Other accompanying symptoms may include:

  • Conjunctivitis, or swollen eyelids and inflamed eyes
  • Dry hacking cough
  • Generalized body aches
  • Photophobia, or sensitivity to light
  • Sneezing
  • Reddish-brown rash
  • Watery eyes

Children with vitamin A deficiency are more likely to develop measles.

Body systems harmed by measles

Severe cases of measles often occur among young children with vitamin deficiency, older adults, or people whose immune systems have been compromised by HIV/AIDS and other diseases.

If untreated, measles can lead to serious complications such as ear infections, which can lead to permanent hearing loss, blindness, encephalitis (an infection that causes brain swelling), severe diarrhea and dehydration, and severe respiratory infections such as pneumonia, laryngitis, and bronchitis. Other complications include acute thrombocytopenic purpura, a sudden onset of low blood platelet levels with severe bleeding; or subacute sclerosing panencephalitis, a chronic brain disease that occurs months or years after an attack of measles.

Measles can also trigger miscarriages or premature delivery in pregnant women.

Food items or nutrients that may prevent measles

The measles vaccine is the primary method of preventing measles.

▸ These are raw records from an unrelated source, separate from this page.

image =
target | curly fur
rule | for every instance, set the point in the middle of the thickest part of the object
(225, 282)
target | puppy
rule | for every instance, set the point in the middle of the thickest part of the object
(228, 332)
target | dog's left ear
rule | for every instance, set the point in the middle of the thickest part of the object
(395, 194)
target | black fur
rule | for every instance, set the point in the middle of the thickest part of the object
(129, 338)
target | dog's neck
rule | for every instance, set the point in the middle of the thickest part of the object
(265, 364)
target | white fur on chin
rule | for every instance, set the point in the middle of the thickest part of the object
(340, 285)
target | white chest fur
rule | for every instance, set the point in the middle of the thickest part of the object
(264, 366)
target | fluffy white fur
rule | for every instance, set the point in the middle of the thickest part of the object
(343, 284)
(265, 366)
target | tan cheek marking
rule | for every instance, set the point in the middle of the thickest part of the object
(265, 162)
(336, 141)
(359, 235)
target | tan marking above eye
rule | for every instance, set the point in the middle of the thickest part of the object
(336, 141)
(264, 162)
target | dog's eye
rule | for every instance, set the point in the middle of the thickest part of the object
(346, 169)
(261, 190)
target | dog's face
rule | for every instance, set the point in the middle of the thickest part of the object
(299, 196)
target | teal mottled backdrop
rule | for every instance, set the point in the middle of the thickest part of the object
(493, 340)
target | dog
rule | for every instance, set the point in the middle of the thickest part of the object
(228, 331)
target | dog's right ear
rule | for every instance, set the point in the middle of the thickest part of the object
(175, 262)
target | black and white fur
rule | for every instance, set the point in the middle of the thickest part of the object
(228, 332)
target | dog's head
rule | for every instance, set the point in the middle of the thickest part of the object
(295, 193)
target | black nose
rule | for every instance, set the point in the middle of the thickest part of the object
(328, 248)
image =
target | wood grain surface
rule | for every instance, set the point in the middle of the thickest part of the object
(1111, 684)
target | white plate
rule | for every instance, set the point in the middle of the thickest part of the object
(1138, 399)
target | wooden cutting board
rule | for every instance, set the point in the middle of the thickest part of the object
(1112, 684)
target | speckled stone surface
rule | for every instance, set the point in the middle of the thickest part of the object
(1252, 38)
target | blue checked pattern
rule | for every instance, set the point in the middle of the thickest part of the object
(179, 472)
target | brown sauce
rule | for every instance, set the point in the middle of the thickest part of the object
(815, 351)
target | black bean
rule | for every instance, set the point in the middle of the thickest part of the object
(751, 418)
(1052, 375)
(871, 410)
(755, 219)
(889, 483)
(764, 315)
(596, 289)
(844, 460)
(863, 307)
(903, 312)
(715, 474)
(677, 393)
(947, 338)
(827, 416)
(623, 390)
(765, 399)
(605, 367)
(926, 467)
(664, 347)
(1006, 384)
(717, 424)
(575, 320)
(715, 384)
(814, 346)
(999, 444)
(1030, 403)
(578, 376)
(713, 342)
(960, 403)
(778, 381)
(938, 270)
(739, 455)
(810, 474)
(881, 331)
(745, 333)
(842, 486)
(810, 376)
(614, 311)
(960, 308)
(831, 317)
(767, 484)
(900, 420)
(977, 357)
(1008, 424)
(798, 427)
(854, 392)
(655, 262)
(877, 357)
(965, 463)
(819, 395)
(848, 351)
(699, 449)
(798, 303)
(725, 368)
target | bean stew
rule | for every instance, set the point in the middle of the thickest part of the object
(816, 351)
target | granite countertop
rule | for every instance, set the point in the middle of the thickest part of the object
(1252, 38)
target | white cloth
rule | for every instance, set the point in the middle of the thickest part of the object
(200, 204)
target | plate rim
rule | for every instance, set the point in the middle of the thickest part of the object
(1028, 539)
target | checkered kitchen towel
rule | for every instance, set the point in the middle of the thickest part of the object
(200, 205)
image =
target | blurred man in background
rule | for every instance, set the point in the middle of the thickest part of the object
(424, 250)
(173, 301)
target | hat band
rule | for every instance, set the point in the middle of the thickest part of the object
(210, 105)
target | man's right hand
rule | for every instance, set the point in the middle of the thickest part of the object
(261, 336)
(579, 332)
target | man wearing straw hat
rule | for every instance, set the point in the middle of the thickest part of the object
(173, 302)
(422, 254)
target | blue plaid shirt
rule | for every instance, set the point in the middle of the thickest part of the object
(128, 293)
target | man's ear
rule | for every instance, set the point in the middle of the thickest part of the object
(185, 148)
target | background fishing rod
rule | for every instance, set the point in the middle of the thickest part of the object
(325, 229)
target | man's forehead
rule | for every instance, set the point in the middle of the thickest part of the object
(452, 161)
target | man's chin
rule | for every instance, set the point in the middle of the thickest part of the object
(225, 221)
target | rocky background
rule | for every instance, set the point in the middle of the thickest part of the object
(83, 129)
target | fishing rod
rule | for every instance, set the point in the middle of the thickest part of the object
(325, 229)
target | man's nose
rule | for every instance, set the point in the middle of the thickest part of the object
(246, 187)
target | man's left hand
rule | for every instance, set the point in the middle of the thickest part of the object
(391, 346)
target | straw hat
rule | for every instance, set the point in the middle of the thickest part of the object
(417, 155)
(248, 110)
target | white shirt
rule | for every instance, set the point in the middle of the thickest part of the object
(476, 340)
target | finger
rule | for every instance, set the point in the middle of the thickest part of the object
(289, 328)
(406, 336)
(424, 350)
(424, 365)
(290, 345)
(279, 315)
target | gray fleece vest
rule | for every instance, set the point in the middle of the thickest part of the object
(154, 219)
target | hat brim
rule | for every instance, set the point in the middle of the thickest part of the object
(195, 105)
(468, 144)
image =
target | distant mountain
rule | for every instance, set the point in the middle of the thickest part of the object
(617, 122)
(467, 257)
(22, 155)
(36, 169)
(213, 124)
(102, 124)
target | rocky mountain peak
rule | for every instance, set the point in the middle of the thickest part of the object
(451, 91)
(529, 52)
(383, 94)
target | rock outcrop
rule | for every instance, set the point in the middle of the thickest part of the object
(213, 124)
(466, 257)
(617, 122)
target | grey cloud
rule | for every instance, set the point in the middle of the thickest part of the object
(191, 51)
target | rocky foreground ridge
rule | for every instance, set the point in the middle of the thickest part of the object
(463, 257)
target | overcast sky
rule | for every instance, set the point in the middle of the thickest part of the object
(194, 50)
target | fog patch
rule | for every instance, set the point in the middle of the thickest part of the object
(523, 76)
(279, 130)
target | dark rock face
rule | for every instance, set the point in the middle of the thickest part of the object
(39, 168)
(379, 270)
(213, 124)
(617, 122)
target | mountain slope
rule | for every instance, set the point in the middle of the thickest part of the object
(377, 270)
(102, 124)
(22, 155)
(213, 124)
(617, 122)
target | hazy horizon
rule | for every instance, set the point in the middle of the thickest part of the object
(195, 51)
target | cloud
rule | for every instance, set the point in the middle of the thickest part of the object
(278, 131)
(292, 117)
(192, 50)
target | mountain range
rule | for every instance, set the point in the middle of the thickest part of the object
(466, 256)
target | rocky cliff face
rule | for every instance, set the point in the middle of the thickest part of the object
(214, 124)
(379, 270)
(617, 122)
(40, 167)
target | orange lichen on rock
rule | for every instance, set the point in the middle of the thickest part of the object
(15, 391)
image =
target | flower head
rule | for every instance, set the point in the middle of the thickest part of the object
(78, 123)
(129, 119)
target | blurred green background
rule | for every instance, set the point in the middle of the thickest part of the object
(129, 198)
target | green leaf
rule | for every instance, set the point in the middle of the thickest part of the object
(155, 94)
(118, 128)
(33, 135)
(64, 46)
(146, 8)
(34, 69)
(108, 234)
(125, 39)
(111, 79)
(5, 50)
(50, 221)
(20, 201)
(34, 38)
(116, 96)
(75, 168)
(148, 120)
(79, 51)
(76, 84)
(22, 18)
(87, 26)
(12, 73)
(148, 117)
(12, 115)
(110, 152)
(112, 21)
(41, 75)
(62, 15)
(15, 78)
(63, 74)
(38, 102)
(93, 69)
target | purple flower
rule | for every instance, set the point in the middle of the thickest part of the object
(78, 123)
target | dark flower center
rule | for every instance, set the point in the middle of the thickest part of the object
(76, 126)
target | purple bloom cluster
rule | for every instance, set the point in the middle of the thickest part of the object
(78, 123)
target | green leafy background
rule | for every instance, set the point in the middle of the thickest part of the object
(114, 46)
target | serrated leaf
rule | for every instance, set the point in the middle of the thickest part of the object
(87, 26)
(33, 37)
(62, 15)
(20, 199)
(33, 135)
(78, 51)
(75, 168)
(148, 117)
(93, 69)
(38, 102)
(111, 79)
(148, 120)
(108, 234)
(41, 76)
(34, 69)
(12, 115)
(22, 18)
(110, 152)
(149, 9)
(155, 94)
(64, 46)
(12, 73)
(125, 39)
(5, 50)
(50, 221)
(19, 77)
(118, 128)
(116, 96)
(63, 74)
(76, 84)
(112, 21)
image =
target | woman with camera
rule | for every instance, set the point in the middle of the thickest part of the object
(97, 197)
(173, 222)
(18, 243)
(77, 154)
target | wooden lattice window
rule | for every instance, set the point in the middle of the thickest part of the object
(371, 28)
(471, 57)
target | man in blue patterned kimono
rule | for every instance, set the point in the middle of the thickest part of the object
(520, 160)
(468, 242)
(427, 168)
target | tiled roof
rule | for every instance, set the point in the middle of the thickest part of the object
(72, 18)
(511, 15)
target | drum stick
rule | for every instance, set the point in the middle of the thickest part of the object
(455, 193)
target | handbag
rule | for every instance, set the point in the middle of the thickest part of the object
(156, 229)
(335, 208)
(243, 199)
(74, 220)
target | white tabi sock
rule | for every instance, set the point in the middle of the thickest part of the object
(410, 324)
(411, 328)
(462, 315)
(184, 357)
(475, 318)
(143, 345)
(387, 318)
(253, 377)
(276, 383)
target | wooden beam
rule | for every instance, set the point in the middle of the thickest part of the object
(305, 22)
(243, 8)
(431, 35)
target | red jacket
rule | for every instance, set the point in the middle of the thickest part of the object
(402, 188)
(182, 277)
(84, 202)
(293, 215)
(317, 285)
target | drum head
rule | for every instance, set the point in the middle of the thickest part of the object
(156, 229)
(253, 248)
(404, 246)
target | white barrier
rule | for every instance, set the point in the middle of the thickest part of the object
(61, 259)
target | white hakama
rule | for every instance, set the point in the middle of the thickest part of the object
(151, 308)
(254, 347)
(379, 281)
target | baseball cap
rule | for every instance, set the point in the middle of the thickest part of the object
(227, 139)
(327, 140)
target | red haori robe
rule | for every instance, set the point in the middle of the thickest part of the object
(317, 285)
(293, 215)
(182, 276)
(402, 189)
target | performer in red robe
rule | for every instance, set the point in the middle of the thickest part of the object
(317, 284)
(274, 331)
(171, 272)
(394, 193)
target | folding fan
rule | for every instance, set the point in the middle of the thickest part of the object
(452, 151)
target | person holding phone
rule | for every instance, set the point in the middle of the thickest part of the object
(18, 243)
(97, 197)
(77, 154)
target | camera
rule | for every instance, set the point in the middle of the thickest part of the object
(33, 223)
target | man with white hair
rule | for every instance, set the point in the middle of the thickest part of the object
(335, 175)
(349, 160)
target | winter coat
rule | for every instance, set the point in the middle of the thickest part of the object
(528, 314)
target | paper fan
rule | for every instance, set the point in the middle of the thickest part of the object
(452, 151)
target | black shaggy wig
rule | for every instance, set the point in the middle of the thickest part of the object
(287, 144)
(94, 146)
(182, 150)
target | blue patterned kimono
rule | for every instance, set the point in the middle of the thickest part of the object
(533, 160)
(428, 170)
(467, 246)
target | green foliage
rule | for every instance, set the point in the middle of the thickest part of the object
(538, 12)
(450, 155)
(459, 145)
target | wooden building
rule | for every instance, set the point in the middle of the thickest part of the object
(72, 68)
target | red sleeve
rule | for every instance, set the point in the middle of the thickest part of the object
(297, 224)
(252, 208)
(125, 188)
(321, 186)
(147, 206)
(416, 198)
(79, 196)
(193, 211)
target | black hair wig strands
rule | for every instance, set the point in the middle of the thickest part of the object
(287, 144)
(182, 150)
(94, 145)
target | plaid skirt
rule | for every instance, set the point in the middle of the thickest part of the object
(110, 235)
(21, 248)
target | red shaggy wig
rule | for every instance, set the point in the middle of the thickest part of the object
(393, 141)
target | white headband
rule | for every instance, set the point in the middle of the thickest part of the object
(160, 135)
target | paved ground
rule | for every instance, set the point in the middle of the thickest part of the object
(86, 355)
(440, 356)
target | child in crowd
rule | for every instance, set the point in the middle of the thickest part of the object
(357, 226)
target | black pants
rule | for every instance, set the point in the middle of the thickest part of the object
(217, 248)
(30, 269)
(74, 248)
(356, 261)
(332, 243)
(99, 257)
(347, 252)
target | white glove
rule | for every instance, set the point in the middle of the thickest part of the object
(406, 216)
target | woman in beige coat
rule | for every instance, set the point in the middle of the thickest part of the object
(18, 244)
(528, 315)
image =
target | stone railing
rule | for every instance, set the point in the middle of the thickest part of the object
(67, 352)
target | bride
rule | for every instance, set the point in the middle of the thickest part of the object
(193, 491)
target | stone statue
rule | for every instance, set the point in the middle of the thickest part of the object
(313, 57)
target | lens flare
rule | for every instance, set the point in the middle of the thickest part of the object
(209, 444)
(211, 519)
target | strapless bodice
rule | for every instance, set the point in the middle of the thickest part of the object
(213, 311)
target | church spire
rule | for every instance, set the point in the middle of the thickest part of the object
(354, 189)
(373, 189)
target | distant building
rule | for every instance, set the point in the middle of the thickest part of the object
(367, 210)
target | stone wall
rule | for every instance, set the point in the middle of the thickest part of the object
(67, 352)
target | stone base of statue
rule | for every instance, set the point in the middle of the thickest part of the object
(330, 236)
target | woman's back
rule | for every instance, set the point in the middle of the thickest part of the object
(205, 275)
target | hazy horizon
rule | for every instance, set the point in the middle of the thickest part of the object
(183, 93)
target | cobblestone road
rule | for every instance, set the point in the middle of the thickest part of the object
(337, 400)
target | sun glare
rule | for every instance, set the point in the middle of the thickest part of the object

However, this vaccine should not be given to these at-risk groups:

  • Kids who have a history of severe allergic reaction to gelatin or to the antibiotic neomycin
  • Kids with tuberculosis, leukemia, or other cancers
  • People whose immune systems are weakened for any reason
  • Pregnant women

Here are some of the best home remedies for measles, which mostly contain antimicrobial and antiviral properties that help relieve symptoms of measles and fight the virus that caused it.

  • Barley
  • Bitter gourd
  • Chamomile
  • Coconut water
  • Eggplant seeds
  • Indian gooseberry
  • Licorice
  • Neem leaves
  • Olive leaf
  • Oatmeal baths
  • Oranges
  • Turmeric
  • White willow bark

Treatments, management plans for measles

Homeopathic remedies are some of the best ways to treat the symptoms of measles. The following remedies are safe for children of all ages and should not have any adverse effects if taken properly and under the guidance of a homeopath or other qualified professional.

  • Aconite
  • Belladonna
  • Gelsemium
  • Morbillinum
  • Pulsatilla
  • Rhus toxicodendron
  • Sulfur

Where to learn more


Measles is a contagious disease characterized by distinct red spots on the skin. The condition is also known as rubeola.

Symptoms include a runny nose, bloodshot eyes, tiny white spots on the inside of the mouth and throat, and high fever.